Extract, clean, and normalize the EPACAMD-EIA crosswalk.
This module defines functions that read the raw EPACAMD-EIA crosswalk file and clean up the column names.
The crosswalk file was a joint effort on behalf on EPA and EIA and is published on the EPA’s github account at www.github.com/USEPA/camd-eia-crosswalk”. It’s a work in progress and worth noting that, at present, only pulls from 2018 data.
- pudl.glue.epacamd_eia.extract(ds: pudl.workspace.datastore.Datastore) pandas.DataFrame #
Extract the EPACAMD-EIA Crosswalk from the Datastore.

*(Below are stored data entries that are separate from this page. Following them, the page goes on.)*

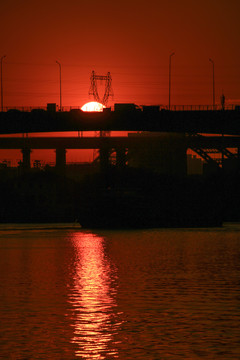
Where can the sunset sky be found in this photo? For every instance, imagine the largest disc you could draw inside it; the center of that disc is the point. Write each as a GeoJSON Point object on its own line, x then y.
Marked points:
{"type": "Point", "coordinates": [131, 39]}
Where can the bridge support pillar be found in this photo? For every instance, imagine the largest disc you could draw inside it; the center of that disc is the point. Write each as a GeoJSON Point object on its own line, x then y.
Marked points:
{"type": "Point", "coordinates": [26, 164]}
{"type": "Point", "coordinates": [121, 157]}
{"type": "Point", "coordinates": [104, 158]}
{"type": "Point", "coordinates": [61, 160]}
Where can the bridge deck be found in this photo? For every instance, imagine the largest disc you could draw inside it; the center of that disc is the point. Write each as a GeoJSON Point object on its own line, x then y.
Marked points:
{"type": "Point", "coordinates": [209, 121]}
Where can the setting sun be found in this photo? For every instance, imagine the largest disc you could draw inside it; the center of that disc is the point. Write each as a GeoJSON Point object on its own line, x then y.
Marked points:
{"type": "Point", "coordinates": [93, 106]}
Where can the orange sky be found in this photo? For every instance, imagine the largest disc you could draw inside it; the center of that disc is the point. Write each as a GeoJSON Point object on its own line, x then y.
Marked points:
{"type": "Point", "coordinates": [131, 39]}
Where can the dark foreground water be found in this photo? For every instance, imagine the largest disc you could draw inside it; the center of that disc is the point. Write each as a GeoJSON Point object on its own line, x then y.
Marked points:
{"type": "Point", "coordinates": [155, 294]}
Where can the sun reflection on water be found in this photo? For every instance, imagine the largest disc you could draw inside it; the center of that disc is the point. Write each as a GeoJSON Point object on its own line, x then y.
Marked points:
{"type": "Point", "coordinates": [93, 299]}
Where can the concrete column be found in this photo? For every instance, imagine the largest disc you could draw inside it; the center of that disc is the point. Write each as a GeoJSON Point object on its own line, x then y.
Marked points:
{"type": "Point", "coordinates": [121, 158]}
{"type": "Point", "coordinates": [61, 160]}
{"type": "Point", "coordinates": [26, 158]}
{"type": "Point", "coordinates": [104, 158]}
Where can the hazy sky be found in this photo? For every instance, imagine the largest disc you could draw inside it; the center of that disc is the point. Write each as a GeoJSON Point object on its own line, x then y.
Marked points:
{"type": "Point", "coordinates": [131, 39]}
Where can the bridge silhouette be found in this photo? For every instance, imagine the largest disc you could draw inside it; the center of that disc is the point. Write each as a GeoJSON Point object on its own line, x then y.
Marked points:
{"type": "Point", "coordinates": [148, 118]}
{"type": "Point", "coordinates": [126, 117]}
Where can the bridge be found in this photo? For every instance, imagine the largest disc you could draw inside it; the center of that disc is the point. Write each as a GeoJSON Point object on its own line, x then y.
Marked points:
{"type": "Point", "coordinates": [128, 118]}
{"type": "Point", "coordinates": [189, 122]}
{"type": "Point", "coordinates": [121, 146]}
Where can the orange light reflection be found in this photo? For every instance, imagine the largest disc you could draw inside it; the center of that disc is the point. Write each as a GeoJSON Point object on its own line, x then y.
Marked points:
{"type": "Point", "coordinates": [93, 300]}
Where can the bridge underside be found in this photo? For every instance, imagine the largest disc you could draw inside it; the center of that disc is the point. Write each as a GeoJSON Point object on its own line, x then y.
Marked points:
{"type": "Point", "coordinates": [212, 149]}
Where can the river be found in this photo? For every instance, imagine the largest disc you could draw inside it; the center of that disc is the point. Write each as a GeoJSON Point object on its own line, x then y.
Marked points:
{"type": "Point", "coordinates": [68, 293]}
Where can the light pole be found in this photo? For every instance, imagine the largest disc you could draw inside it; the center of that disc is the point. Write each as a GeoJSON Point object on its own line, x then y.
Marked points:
{"type": "Point", "coordinates": [170, 63]}
{"type": "Point", "coordinates": [1, 83]}
{"type": "Point", "coordinates": [60, 76]}
{"type": "Point", "coordinates": [213, 84]}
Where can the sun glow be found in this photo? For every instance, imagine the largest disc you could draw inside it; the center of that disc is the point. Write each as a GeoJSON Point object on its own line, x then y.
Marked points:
{"type": "Point", "coordinates": [93, 106]}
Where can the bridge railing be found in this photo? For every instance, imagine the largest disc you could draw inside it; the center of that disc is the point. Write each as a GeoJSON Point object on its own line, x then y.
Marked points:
{"type": "Point", "coordinates": [202, 107]}
{"type": "Point", "coordinates": [161, 107]}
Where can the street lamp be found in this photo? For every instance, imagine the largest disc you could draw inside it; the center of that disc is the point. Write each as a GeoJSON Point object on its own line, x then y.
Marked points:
{"type": "Point", "coordinates": [1, 83]}
{"type": "Point", "coordinates": [170, 63]}
{"type": "Point", "coordinates": [60, 76]}
{"type": "Point", "coordinates": [213, 84]}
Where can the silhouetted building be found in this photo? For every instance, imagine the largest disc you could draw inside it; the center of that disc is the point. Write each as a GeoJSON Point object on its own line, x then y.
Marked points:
{"type": "Point", "coordinates": [194, 165]}
{"type": "Point", "coordinates": [164, 153]}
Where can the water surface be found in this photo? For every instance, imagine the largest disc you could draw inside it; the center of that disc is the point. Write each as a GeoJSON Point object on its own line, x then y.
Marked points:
{"type": "Point", "coordinates": [150, 294]}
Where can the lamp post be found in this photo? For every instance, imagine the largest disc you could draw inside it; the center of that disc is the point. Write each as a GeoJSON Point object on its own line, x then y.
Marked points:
{"type": "Point", "coordinates": [170, 64]}
{"type": "Point", "coordinates": [1, 83]}
{"type": "Point", "coordinates": [213, 83]}
{"type": "Point", "coordinates": [60, 77]}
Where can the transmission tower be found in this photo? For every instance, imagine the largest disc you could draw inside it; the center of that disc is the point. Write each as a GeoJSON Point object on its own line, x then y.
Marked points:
{"type": "Point", "coordinates": [108, 87]}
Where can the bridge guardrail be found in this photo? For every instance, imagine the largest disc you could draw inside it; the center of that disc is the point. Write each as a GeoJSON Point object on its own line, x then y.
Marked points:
{"type": "Point", "coordinates": [161, 107]}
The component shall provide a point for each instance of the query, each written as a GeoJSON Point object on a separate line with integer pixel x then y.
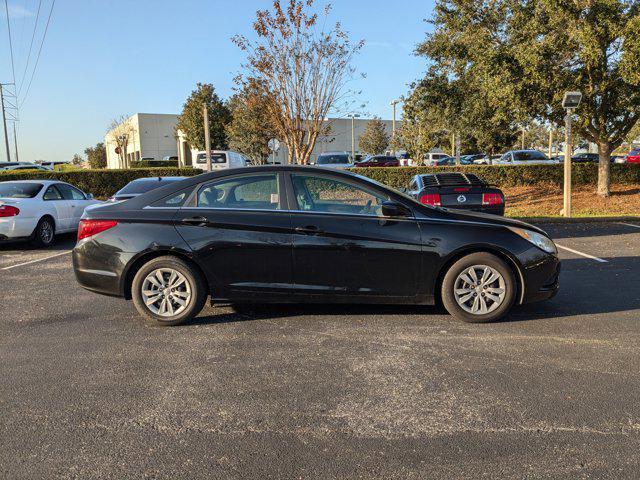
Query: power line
{"type": "Point", "coordinates": [33, 36]}
{"type": "Point", "coordinates": [13, 68]}
{"type": "Point", "coordinates": [46, 28]}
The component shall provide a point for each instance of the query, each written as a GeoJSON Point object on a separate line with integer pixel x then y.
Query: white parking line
{"type": "Point", "coordinates": [35, 261]}
{"type": "Point", "coordinates": [601, 260]}
{"type": "Point", "coordinates": [629, 224]}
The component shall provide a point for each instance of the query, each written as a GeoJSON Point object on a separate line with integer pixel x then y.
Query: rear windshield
{"type": "Point", "coordinates": [332, 159]}
{"type": "Point", "coordinates": [137, 188]}
{"type": "Point", "coordinates": [529, 155]}
{"type": "Point", "coordinates": [19, 190]}
{"type": "Point", "coordinates": [215, 158]}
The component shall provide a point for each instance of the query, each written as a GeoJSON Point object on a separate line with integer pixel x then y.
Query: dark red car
{"type": "Point", "coordinates": [634, 156]}
{"type": "Point", "coordinates": [379, 161]}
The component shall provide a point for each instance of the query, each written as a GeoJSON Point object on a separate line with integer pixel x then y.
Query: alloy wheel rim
{"type": "Point", "coordinates": [46, 232]}
{"type": "Point", "coordinates": [479, 289]}
{"type": "Point", "coordinates": [166, 292]}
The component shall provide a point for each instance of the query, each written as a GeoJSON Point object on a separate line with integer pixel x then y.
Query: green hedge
{"type": "Point", "coordinates": [508, 175]}
{"type": "Point", "coordinates": [102, 183]}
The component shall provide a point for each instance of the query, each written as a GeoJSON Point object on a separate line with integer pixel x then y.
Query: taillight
{"type": "Point", "coordinates": [8, 211]}
{"type": "Point", "coordinates": [89, 228]}
{"type": "Point", "coordinates": [492, 199]}
{"type": "Point", "coordinates": [430, 199]}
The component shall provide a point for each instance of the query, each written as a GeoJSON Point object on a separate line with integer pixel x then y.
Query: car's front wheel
{"type": "Point", "coordinates": [168, 291]}
{"type": "Point", "coordinates": [44, 233]}
{"type": "Point", "coordinates": [479, 287]}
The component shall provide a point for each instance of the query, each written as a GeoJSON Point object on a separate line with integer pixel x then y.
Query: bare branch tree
{"type": "Point", "coordinates": [303, 68]}
{"type": "Point", "coordinates": [121, 131]}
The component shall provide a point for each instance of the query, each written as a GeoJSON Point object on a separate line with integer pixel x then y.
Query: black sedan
{"type": "Point", "coordinates": [306, 234]}
{"type": "Point", "coordinates": [457, 190]}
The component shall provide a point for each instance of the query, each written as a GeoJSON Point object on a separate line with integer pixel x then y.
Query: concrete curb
{"type": "Point", "coordinates": [576, 220]}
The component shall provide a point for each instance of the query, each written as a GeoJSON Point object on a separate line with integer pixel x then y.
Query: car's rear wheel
{"type": "Point", "coordinates": [44, 233]}
{"type": "Point", "coordinates": [479, 287]}
{"type": "Point", "coordinates": [168, 291]}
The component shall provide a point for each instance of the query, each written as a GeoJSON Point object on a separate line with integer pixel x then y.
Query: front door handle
{"type": "Point", "coordinates": [308, 230]}
{"type": "Point", "coordinates": [195, 221]}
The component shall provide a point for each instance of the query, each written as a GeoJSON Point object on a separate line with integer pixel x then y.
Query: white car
{"type": "Point", "coordinates": [40, 209]}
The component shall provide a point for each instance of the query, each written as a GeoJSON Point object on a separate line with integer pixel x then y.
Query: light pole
{"type": "Point", "coordinates": [393, 103]}
{"type": "Point", "coordinates": [353, 135]}
{"type": "Point", "coordinates": [570, 102]}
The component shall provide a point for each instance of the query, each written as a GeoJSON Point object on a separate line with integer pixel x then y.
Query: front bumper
{"type": "Point", "coordinates": [541, 277]}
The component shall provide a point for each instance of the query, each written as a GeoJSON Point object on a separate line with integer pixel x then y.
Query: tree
{"type": "Point", "coordinates": [121, 131]}
{"type": "Point", "coordinates": [250, 128]}
{"type": "Point", "coordinates": [96, 156]}
{"type": "Point", "coordinates": [524, 54]}
{"type": "Point", "coordinates": [375, 138]}
{"type": "Point", "coordinates": [191, 120]}
{"type": "Point", "coordinates": [303, 69]}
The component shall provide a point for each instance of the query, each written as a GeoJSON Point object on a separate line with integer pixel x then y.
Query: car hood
{"type": "Point", "coordinates": [487, 218]}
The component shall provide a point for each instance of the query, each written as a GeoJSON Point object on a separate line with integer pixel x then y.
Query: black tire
{"type": "Point", "coordinates": [466, 263]}
{"type": "Point", "coordinates": [44, 233]}
{"type": "Point", "coordinates": [193, 278]}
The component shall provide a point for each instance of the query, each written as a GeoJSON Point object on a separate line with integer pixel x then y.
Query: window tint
{"type": "Point", "coordinates": [322, 194]}
{"type": "Point", "coordinates": [529, 155]}
{"type": "Point", "coordinates": [251, 192]}
{"type": "Point", "coordinates": [70, 193]}
{"type": "Point", "coordinates": [52, 193]}
{"type": "Point", "coordinates": [19, 190]}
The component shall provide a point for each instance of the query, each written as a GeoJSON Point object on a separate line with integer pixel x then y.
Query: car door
{"type": "Point", "coordinates": [342, 245]}
{"type": "Point", "coordinates": [240, 229]}
{"type": "Point", "coordinates": [54, 199]}
{"type": "Point", "coordinates": [75, 200]}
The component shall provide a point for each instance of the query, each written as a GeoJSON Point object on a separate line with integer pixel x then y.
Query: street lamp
{"type": "Point", "coordinates": [353, 136]}
{"type": "Point", "coordinates": [393, 103]}
{"type": "Point", "coordinates": [570, 102]}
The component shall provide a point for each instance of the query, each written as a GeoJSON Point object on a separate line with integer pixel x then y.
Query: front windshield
{"type": "Point", "coordinates": [332, 159]}
{"type": "Point", "coordinates": [19, 190]}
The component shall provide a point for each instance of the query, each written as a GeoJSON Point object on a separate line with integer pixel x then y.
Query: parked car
{"type": "Point", "coordinates": [633, 156]}
{"type": "Point", "coordinates": [334, 160]}
{"type": "Point", "coordinates": [141, 185]}
{"type": "Point", "coordinates": [430, 158]}
{"type": "Point", "coordinates": [26, 167]}
{"type": "Point", "coordinates": [40, 209]}
{"type": "Point", "coordinates": [220, 159]}
{"type": "Point", "coordinates": [585, 157]}
{"type": "Point", "coordinates": [524, 157]}
{"type": "Point", "coordinates": [304, 234]}
{"type": "Point", "coordinates": [457, 190]}
{"type": "Point", "coordinates": [379, 161]}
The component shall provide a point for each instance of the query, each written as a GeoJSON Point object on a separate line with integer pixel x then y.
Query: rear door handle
{"type": "Point", "coordinates": [195, 221]}
{"type": "Point", "coordinates": [308, 230]}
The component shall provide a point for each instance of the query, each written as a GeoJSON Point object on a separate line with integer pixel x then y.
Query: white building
{"type": "Point", "coordinates": [154, 136]}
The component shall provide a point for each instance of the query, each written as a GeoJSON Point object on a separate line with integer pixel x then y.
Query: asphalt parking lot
{"type": "Point", "coordinates": [89, 391]}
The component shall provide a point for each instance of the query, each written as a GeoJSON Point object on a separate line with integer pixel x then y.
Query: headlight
{"type": "Point", "coordinates": [541, 241]}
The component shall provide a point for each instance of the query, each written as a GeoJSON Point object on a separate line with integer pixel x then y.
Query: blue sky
{"type": "Point", "coordinates": [105, 58]}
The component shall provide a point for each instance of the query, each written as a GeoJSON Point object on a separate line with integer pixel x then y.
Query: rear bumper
{"type": "Point", "coordinates": [99, 270]}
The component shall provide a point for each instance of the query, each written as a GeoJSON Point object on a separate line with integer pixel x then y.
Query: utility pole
{"type": "Point", "coordinates": [207, 142]}
{"type": "Point", "coordinates": [393, 125]}
{"type": "Point", "coordinates": [4, 122]}
{"type": "Point", "coordinates": [15, 141]}
{"type": "Point", "coordinates": [570, 102]}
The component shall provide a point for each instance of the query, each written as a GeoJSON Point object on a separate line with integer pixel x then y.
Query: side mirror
{"type": "Point", "coordinates": [394, 209]}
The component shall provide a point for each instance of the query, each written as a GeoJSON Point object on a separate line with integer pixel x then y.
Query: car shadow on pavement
{"type": "Point", "coordinates": [586, 288]}
{"type": "Point", "coordinates": [62, 242]}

- pudl.glue.epacamd_eia.transform(epacamd_eia: pandas.DataFrame, generators_entity_eia: pandas.DataFrame, boilers_entity_eia: pandas.DataFrame, processing_all_eia_years: bool) dict[str, pandas.DataFrame] #
Clean up the EPACAMD-EIA Crosswalk file.
In its raw form, the crosswalk contains many fields. The transform process removes descriptive fields like state, location, facility name, capacity, operating status, and fuel type that can be found by linking this dataset to others already in the database. We’re primarily concerned with linking ids in this table, not including any other plant information.
The raw file contains several fields with the prefix MOD. These fields are used to create a single ID for matches with different spelling. For example, EIA_PLANT_ID (plant_id_eia in PUDL) has the generator ID CTG5 in EPA and GT5 in EIA. The MOD columns for both of these generators (MOD_CAMD_GENERATOR_ID, MOD_EIA_GENERATOR_ID_GEN) converts that value to 5. The MATCH_TYPE_GEN, MATCH_TYPE_BOILER, and PLANT_ID_CHANGE_FLAG fields indicate whether these MOD fields contain new information. Because we’re not concerned with creating a new, modified ID field for either EPA or EIA data, we don’t need these MOD or MATCH_TYPE columns in our final output. We just care which EPA value maps to which EIA value.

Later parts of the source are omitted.